I want to add my voice the growing chorus of people who recognize that change may be hard and controversial, but continuing on the path we are on is the far less attractive alternative.
I am a local architect and also a chair of the AIA|LA’s Urban Design Committee. I attended last Tuesday’s Council meeting and heard the public comment regarding the Bergamot Transit Village.
One issue that always jumps out for me right upfront is the fact that whenever we meet to discuss how we can build a better city, we spend most of our time discussing traffic and cars instead. Cities, I want to remind all of us, are for people – NOT for out automobiles. Cars are merely the method ‘du jour’ for people to get around.
But there is, of course, ample reason for this focus on traffic. Greater Los Angeles has the worst traffic congestion in the country, and the fourth worst in the entire world. And we are eagerly awaiting the Expo Line to help us solve this problem.
Some of us know that building transit can only be part of, but not the entire solution. Inserting transit into the car-city is like squeezing a square peg into a round hole. Transit does not work well in the auto-city; transit needs ridership, and that depends on enough people living / working within walking distance to the transit stop – and that rarely exists in our cities. In short, we know that we need to build a different city around the transit stops so transit can function as well as we need it to.
Santa Monica knows about this quite well. The City Council had created and passed a LUCE that is one of the most forward looking documents in the Western US. It will protect our single family neighborhoods and concentrate future development along the transit lines; because this is where we need people, to create the ridership for the trains.
This project before the City Council is perhaps the most important such station area development proposal along the Expo line.

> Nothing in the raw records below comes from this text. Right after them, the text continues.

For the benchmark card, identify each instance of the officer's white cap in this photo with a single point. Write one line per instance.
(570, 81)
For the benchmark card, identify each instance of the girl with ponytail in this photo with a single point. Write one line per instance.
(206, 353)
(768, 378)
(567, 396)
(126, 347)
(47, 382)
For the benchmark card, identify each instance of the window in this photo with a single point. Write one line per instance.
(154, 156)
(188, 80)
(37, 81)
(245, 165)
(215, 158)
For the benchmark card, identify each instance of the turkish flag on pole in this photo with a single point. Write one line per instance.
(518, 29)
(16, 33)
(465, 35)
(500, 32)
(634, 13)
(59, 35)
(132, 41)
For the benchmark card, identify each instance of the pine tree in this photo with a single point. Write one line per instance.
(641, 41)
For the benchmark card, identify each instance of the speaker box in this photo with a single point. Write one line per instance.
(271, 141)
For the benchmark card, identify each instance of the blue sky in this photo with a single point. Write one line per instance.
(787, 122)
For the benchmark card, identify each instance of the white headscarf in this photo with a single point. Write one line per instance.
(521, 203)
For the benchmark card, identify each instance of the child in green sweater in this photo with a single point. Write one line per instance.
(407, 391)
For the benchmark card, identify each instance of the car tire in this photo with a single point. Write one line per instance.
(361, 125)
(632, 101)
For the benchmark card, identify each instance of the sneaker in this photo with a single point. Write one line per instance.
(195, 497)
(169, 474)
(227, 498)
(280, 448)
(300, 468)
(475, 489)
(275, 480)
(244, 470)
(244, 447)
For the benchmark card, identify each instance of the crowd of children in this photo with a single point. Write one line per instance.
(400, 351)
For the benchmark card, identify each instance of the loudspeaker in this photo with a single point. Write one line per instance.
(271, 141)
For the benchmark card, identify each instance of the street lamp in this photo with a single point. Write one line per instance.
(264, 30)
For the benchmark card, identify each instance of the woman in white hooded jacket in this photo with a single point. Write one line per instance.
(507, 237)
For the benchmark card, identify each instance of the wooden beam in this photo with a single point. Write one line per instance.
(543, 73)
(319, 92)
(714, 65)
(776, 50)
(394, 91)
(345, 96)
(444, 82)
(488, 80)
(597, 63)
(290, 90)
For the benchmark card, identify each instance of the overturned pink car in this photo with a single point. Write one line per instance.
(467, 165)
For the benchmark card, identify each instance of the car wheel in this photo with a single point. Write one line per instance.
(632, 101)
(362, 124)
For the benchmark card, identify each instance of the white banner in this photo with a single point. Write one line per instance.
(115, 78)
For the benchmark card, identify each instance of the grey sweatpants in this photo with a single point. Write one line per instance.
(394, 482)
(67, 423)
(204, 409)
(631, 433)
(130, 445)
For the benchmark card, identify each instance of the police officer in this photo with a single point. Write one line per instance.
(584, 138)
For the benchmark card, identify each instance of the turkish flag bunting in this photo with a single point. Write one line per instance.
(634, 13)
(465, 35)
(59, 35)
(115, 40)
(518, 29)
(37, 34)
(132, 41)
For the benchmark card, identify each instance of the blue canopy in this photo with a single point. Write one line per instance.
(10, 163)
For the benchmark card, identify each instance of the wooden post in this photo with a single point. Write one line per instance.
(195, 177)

In the big picture, the Bergamot Station Transit Village has the potential to prove that more density along transit can be a solution for our future. We don’t have examples for this on the West Side. The public needs to see this concept in action to believe it!
So, the decision before City Council is not only one about the quality of this design. On that matter, I think the yardstick by which one should evaluate the design at this point is to ask: “Is it good enough?” This project may have had a rough start, but design review is not there to redesign a project completely, as long as it complies with community development guidelines. And this project has by now included so many suggested improvements, that IMO the answer is now a resounding “yes, this deserves to be approved”.

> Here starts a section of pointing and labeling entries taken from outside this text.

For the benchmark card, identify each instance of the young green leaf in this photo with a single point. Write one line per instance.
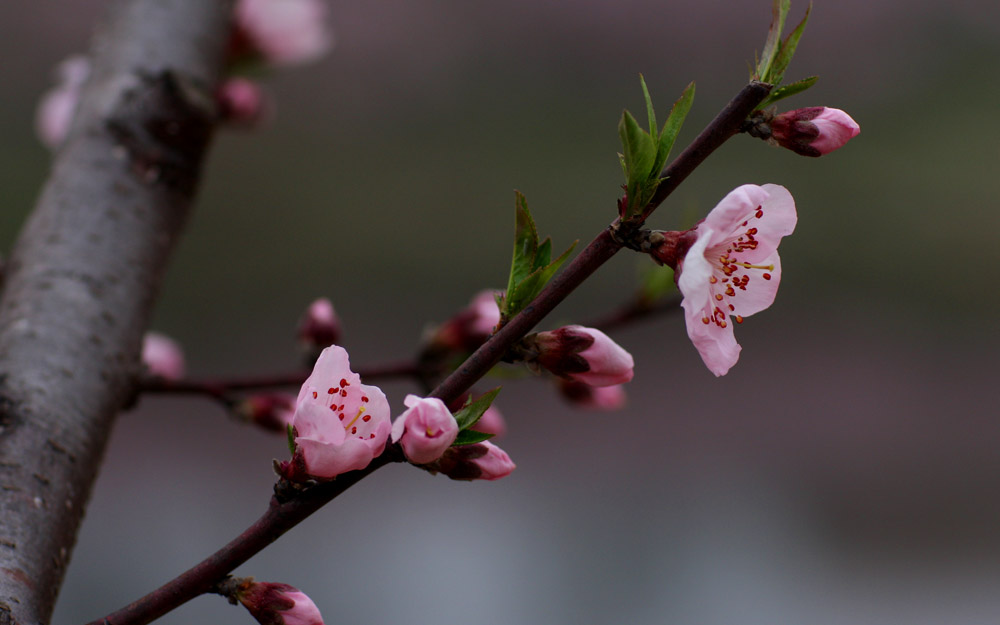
(650, 114)
(787, 90)
(529, 288)
(467, 416)
(525, 244)
(779, 11)
(640, 151)
(671, 127)
(656, 282)
(470, 437)
(787, 50)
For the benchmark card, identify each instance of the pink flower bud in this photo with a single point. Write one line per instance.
(340, 424)
(583, 354)
(607, 398)
(283, 32)
(470, 328)
(492, 422)
(58, 105)
(482, 461)
(813, 131)
(320, 327)
(162, 356)
(426, 430)
(278, 604)
(271, 411)
(241, 102)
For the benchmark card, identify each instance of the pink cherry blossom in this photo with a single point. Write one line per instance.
(278, 604)
(605, 398)
(340, 424)
(426, 430)
(585, 355)
(242, 102)
(57, 107)
(162, 356)
(813, 131)
(481, 461)
(732, 269)
(283, 32)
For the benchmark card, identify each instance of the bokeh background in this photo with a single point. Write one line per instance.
(845, 471)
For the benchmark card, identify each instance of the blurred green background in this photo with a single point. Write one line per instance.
(845, 471)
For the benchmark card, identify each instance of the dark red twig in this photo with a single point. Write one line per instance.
(280, 517)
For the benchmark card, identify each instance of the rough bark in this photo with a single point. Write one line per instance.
(84, 273)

But the more important question I suggest to ask is: “What will this decision, to approve or not approve this development, signal to the public?

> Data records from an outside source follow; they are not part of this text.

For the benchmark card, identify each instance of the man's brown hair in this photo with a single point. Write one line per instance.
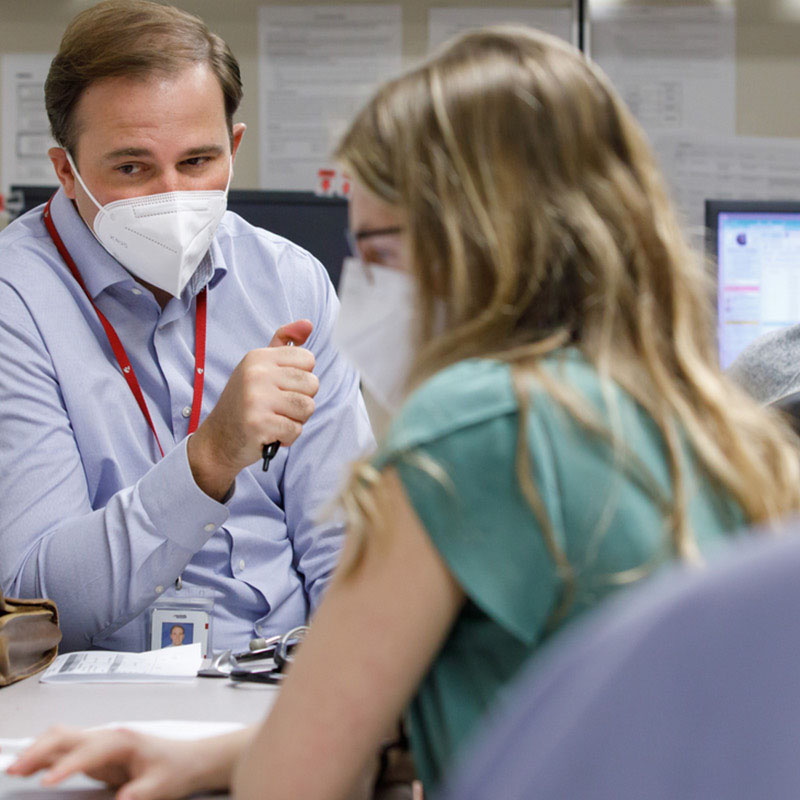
(132, 38)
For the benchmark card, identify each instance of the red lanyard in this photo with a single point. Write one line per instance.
(119, 350)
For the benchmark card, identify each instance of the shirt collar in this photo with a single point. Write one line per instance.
(100, 270)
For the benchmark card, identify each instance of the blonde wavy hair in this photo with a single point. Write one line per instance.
(537, 214)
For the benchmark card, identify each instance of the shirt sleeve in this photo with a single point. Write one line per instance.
(337, 434)
(102, 567)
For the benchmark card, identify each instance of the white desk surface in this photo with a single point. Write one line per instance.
(28, 708)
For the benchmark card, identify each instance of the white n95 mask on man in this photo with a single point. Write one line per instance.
(160, 238)
(375, 328)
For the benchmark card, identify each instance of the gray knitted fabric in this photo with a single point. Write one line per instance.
(769, 368)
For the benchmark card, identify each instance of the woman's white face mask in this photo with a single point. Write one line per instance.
(160, 238)
(375, 328)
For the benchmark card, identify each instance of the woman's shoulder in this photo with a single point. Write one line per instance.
(474, 392)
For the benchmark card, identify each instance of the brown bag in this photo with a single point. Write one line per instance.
(29, 637)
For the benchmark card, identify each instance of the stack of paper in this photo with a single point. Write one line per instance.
(101, 666)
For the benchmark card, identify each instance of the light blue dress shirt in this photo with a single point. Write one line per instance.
(92, 516)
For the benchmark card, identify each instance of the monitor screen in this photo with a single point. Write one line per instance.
(315, 223)
(757, 251)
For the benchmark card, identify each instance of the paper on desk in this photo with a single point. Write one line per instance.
(170, 664)
(166, 728)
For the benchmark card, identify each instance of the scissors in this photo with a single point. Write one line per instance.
(281, 652)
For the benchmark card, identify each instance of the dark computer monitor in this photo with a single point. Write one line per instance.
(315, 223)
(756, 248)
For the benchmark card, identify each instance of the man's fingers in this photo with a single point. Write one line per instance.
(292, 379)
(295, 332)
(284, 357)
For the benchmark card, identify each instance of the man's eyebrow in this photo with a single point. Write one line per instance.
(143, 152)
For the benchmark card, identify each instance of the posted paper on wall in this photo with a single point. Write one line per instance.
(703, 167)
(675, 66)
(25, 132)
(444, 23)
(317, 65)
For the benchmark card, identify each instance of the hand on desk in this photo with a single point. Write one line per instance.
(268, 398)
(142, 767)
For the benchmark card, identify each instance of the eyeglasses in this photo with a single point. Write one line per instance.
(280, 649)
(380, 246)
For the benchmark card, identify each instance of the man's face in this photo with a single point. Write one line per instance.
(177, 634)
(140, 136)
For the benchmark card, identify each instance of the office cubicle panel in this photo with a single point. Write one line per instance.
(316, 223)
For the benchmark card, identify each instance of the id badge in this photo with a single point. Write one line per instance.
(177, 621)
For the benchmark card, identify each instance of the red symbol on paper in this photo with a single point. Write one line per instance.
(325, 181)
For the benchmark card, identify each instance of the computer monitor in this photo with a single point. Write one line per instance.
(315, 223)
(756, 248)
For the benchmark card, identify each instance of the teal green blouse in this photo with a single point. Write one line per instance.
(453, 446)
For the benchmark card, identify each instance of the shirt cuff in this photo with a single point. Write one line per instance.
(176, 505)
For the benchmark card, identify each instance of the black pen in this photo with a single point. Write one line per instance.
(269, 451)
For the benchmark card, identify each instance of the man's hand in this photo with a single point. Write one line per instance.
(268, 398)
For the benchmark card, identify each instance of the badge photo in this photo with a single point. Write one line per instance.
(173, 627)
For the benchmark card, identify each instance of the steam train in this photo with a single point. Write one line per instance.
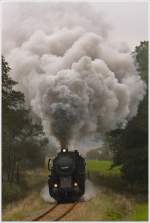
(66, 180)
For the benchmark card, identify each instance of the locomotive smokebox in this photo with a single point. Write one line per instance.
(64, 147)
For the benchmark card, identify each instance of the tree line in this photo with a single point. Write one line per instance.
(23, 139)
(130, 146)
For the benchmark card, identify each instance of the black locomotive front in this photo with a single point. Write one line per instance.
(67, 176)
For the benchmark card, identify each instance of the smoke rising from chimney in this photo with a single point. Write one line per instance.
(71, 74)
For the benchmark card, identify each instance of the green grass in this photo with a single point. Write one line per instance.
(103, 167)
(140, 212)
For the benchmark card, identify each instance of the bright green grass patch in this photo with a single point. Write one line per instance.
(140, 212)
(103, 167)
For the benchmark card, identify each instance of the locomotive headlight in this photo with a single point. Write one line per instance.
(75, 184)
(55, 185)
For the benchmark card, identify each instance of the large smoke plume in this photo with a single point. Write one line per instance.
(73, 77)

We all know that traffic is bad in Santa Monica. And I sympathize with the general public’s fear of it getting worse. I might even agree with some speakers that some of the approved developments in SM seem to be in open conflict with the LUCE.
But this is not the case with this project. I heard a speaker say that “we should not build more projects, we should fix the traffic first!” And the truth is, that it is impossible to fix our traffic UNLESS we build projects like this.
How much does the City Council believe in their own LUCE?
If they do believe in it, then they need to approve this project. This will be signaling that they believe that the LUCE offers us all a way out of traffic misery. Approval will be signaling that trust we can still fix problems of our own creation. Traffic did not “happen” to us; we created it through our land-use patterns. If we change how we build our cities, we will also change the outcome of how they will function.
If this project gets voted down, are we not admitting that we are out of ideas or solutions; that we are mere victims of a situation that is now out of control? Are we then not saying that the best we can possibly expect from the future is that we stop all progress, bury our head in the sand and are satisfied that things will not get worse; at least not quickly?
The worst decision about this project is the decision to do nothing. The status quo is an unacceptable outcome.
We must be proactive and build our way out of our own problems. This need not necessarily mean “bigger”, but it means “different” in almost all cases. I believe what Santa Monica has written into the LUCE is a way out. I believe in the LUCE. I believe in new cities around transit. I believe in transit. I grew up this way and know for sure it works.
People here need positive examples of what such a life can be like. This project need not be “perfect”, it simply needs to be consistent with the LUCE, and then it can be just that – an example for a better future. I hope the City Council will see the Bergamot Transit Village as a new beginning for us all. I hope this project will be approved.